Although Nebraska is playing in its first Big Ten championship, members of the senior class played in two Big 12 title games before the ‘Huskers switched conferences in 2011.
In 2009, Nebraska lost a controversial 13-12 decision to Texas on a last-second field goal when one second was put back on the clock. In 2010, Nebraska lost 23-20 to Oklahoma despite leading 17-0.
“I’ve drawn a lot from it,” Nebraska linebacker Will Compton said. “The first one, we tasted what it was like to win a championship for a second there and then got that whole one-second deal. We felt the winning for a second. In the second game, we had a 17-point lead. (We were) feeling great on the sideline, then had that taken away from us by giving up big plays. I know me personally, I’ve drawn a lot from those games.”
Cornhuskers coach Bo Pelini is using those two losses as fuel for his team in the lead-up to this week’s game.

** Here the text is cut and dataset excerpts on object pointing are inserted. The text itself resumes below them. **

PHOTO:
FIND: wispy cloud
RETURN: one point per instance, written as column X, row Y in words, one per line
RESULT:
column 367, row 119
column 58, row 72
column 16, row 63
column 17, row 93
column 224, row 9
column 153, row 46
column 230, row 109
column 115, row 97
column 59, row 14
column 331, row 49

“We’ve been in this situation before,” Pelini said. “Hopefully that’s some extra motivation for us because we fell short in the other two. Two really good football games we weren’t able to make enough plays to win at the end.”
As for Saturday, which team has the advantage on the field once the pageantry and spectacle wears off? Take your pick.
Nebraska edged Wisconsin 30-27 when the teams met Sept. 29 in Lincoln, but the Badgers led 27-10 during the third quarter. Cornhuskers quarterback Taylor Martinez accounted for 288 total yards and three touchdowns to lead the comeback victory.
Before the teams’ regular-season game, Badgers defensive end David Gilbert mocked Martinez’s throwing motion by saying he appeared to be “skipping rocks,” adding even more intrigue to a budding rivalry.
“It just rolled off my back,” Martinez said. “Some players said something about it. But other than that, it wasn’t that big of a deal. It’s football. Everyone talks smack.”
The result this time around could center on defense. Nebraska has the No. 1 passing defense in the country, allowing just 152.1 yards per game, while Wisconsin ranks No. 12 in rushing defense (111.3 yards per game).
Both teams boast talented backfields. Wisconsin running back Montee Ball has rushed for 1,528 yards with 18 touchdowns and set the all-time NCAA FBS touchdown record last week against Penn State with his 79th career score. Backup James White has 693 yards rushing and eight touchdowns but averages 6.7 yards per carry.
Nebraska counters with Ameer Abdullah’s 1,071 rushing yards and eight touchdowns. Rex Burkhead, who has missed more than half the season with injuries, has 474 yards and four touchdowns but is Nebraska’s sixth-leading rusher in school history (3,128 yards).
For Wisconsin, a victory on Saturday would go a long way toward justifying the Badgers’ presence in the Big Ten title game. Undefeated Ohio State and Penn State finished ahead of Wisconsin in the Leaders Division, but both are ineligible for postseason play because of NCAA sanctions. That allowed the Badgers to back their way into the championship game despite losing to both Ohio State and Penn State in overtime the past two weeks.
Wisconsin coach Bret Bielema has tried to downplay the notion his team doesn’t belong. While Nebraska has won six consecutive games, Wisconsin has lost three of its last four, all in overtime.
“There’s 10 teams in the Big Ten that would love to be in the position that Nebraska and us are in right now,” Bielema said. “When the two teams take the field on Saturday, neither are going to care how the other team got there or what their record is.”
The difference between winning and losing could be substantial for Wisconsin — from a spot in the prestigious Rose Bowl for a third straight season to a Gator Bowl appearance against the sixth-best SEC team.
Right now, the Badgers aren’t thinking about the ramifications of a loss. They’re trying to gain every advantage possible.
“A lot can be achieved and a lot can be erased if we win this game and go on to the Rose Bowl,” Ball said. “That’s our goal.”